Tag Archives: 4th amendment

Obama says Edward Snowden isn’t a patriot

Tampa August 10, 2013 – Yesterday, President Obama spoke to reporters about his plans to address the growing public outcry over domestic spying programs run by the NSA and other U.S. intelligence agencies. During the press conference, Obama said that he didn’t consider Edward Snowden a patriot. Instead, those doing the spying are the patriots, along with those who have “lawfully raised their voices” to defend civil liberties.

Edward Snowden may have broken the law, but “the law is often but the tyrants will,” as Thomas Jefferson famously said.
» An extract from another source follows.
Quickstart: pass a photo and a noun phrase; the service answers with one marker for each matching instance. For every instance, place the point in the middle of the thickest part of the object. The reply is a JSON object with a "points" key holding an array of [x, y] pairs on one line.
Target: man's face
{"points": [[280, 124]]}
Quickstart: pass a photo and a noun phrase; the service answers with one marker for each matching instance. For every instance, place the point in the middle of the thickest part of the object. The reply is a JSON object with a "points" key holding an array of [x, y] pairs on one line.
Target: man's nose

Never has that been truer than now, when the law protects lawbreakers and forces defenders of our most sacred principles to seek political asylum in other countries. That anyone would seek asylum from the United States government at all, much less in Russia, would have been the stuff of wild fantasy just a few decades ago. Now, the torture of prisoners, arrest and detention without warrant and even execution without a trial are regarded as commonplace.

President Obama is on the wrong side of history.

Edward Snowden will be remembered as a patriot.

President Obama will be remembered as the first U.S. president to kill an American citizen without a trial. History has a word for that, too.

It isn’t patriot.

This has all happened before. Read my op-ed in The Washington Times on the first Edward Snowden in U.S. history…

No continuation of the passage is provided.